Hi, Vicky: Nice "placement" of issues by which to frame this clip, so familiar to many who watched TV at the time. As I played the clip, I was immediately struck by the opening sound of that analog phone, which appears before the image track. It generated a series of frames of reference, eerily both Pavlovian and Proustian, bringing back the 70s and the flavor of televisual aesthetics of the period. (How many shows had that identical sound effect whenever a telephone rang?) So I kept noticing the phones throughout the sequence, and how they might condition the sense of movement and place you are asking about. Perhaps especially from the perspective of our mobile phone era, I find a heightened attention to what we might call class experience. I always felt that Rockford Files was gesturing to not only a variety of locales within LA, but also to levels/varieties of lifestyle and street-smarts. The phone booth, the pay phone in a congested waiting area, etc. might evoke as much about the character's "social" mobility as do his car and mobile home. Or is this essentally a 21st century reading?

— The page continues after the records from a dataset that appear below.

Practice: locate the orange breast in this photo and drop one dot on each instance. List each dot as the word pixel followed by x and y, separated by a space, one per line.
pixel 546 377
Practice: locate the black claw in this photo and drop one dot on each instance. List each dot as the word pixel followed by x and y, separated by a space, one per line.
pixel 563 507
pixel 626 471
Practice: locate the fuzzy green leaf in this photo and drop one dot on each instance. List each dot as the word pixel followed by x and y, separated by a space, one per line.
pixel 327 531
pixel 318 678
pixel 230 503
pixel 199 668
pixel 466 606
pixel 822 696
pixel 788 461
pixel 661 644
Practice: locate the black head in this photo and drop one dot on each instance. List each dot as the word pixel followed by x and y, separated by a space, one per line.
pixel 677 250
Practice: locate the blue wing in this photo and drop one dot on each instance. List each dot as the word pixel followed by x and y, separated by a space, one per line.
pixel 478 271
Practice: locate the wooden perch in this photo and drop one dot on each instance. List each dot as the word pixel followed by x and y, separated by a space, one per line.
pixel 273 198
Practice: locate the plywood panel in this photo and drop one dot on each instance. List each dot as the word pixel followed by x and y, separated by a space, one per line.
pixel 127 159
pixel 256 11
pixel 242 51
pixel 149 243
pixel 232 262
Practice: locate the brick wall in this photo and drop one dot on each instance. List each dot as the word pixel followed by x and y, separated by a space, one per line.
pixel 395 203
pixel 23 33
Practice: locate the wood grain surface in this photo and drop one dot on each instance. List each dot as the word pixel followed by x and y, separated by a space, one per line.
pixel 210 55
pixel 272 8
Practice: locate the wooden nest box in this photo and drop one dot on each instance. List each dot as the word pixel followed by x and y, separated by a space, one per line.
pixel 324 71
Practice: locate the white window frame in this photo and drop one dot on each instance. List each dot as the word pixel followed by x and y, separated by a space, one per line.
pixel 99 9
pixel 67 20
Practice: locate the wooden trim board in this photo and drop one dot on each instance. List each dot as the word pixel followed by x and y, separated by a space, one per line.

As per the signification of place, including the narrative usage and establishment of place, I have become fascinated by how television has used locations (Alaska, Maine, San Francisco, Cincinnati, Tennessee, Boston), but rarely does that location matter at that much. Or put differently, these cities simply become backdrops, used as tropes, but the shows really aren't ABOUT these places in any meaningful way. To make the point, think of how much The Wire is so intensely about Baltimore, but the show never needs to announce that with a bunch of overt physical signage in the intro. The Streets of San Francisco, Cheers, WKRP in Cincinnati, the Dukes of Hazzard, even Miami Vice--as a viewer, I never really feel like these shows are about a real place that I should give a crap about (I'm supposed to care about the characters, not the place that shapes them and gives them meaning, if you will). I never leave thinking, Wow, so that is what Maine is like (which you really do feel with North Dakota in Fargo or south Texas in Lone Star). With The Wire, I feel that TV has finally used location in a meaningful way--it has helped me understand a place, not just the characters as independent from that place. Maybe The Sopranos did that with New Jersey, but I never watched the show (alas). But hopefully you get the point. The other observation I would make is about the need for movement. So much of 70s TV seemed to offer that in their intro--The Streets of San Francisco, CHiPS, Starsky and Hutch, The Dukes of Hazzard, The Beverly Hillbillies, and so on. Does TV still use this trope today (I don't watch enough TV to know)?